The Government also appears to accept that droughts may be more common (but not prepared to accept that there is a high probability of an anthropogenic cause). Yet the Government has still encouraged the intensification of farming to increase production while there is also lots of evidence that we are pushing land use to the limit. We can no longer keep dairy herds fed on what we produce in New Zealand and are having to import palm kernel or PKE (1.4 million tonnes in 2010-11). We are also farming hydroponically in many areas by using unnaturally high levels of water and urea, but with negative environmental consequences. Gore has suffered water shortages every Summer over the past few years because intensive farming is draining the aquifers that the town has used for its water supply. Water in Southland is fully committed in many areas, but the conversions to dairying are continuing and future fracking will also drain supplies.

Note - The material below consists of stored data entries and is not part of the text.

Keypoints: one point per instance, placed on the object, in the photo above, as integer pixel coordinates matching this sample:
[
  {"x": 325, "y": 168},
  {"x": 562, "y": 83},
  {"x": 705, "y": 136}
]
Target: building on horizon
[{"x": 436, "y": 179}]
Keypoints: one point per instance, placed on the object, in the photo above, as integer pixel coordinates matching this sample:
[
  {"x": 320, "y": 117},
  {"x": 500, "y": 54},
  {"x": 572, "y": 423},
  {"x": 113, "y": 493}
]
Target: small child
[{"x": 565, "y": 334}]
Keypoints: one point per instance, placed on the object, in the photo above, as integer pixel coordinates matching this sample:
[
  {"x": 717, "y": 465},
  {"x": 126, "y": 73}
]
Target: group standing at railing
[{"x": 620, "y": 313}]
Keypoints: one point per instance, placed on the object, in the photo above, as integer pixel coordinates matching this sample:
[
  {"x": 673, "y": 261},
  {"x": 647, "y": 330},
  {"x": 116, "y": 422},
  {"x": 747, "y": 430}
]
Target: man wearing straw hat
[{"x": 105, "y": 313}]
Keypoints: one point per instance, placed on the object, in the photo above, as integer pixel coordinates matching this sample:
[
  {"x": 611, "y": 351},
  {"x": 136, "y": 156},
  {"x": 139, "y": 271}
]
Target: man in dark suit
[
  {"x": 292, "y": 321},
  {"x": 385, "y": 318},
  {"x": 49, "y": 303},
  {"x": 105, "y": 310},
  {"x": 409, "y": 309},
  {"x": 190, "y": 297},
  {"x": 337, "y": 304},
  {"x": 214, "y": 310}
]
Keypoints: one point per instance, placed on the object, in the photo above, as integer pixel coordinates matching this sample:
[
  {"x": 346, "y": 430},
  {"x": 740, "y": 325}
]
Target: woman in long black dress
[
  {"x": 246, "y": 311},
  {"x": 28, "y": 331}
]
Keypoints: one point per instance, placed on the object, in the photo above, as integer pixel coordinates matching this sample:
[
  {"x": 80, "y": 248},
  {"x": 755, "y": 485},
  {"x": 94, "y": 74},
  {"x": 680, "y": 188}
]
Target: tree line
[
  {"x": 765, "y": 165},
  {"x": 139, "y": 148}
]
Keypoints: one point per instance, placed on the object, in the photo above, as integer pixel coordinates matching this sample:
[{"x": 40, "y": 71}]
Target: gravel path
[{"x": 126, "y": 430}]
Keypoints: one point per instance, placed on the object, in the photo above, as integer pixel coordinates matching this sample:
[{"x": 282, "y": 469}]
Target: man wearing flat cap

By sacking Environment Canturbury, injecting large sums of money to support irrigation, and freeing up the RMA, the Government is encouraging even more intensification. When there is a good chance of more extreme droughts then the Government is creating in farming the sort of environment that caused Solid Energy's demise, lots of encouragement to grow but with a predictable sticky end. This is not responsible governance and farmers are now developing a sense of entitlement around water availability that is obviously not sustainable.
If it all turns to custard, as it inevitably will, then the Government will just blame the farmers as they did with Solid Energy.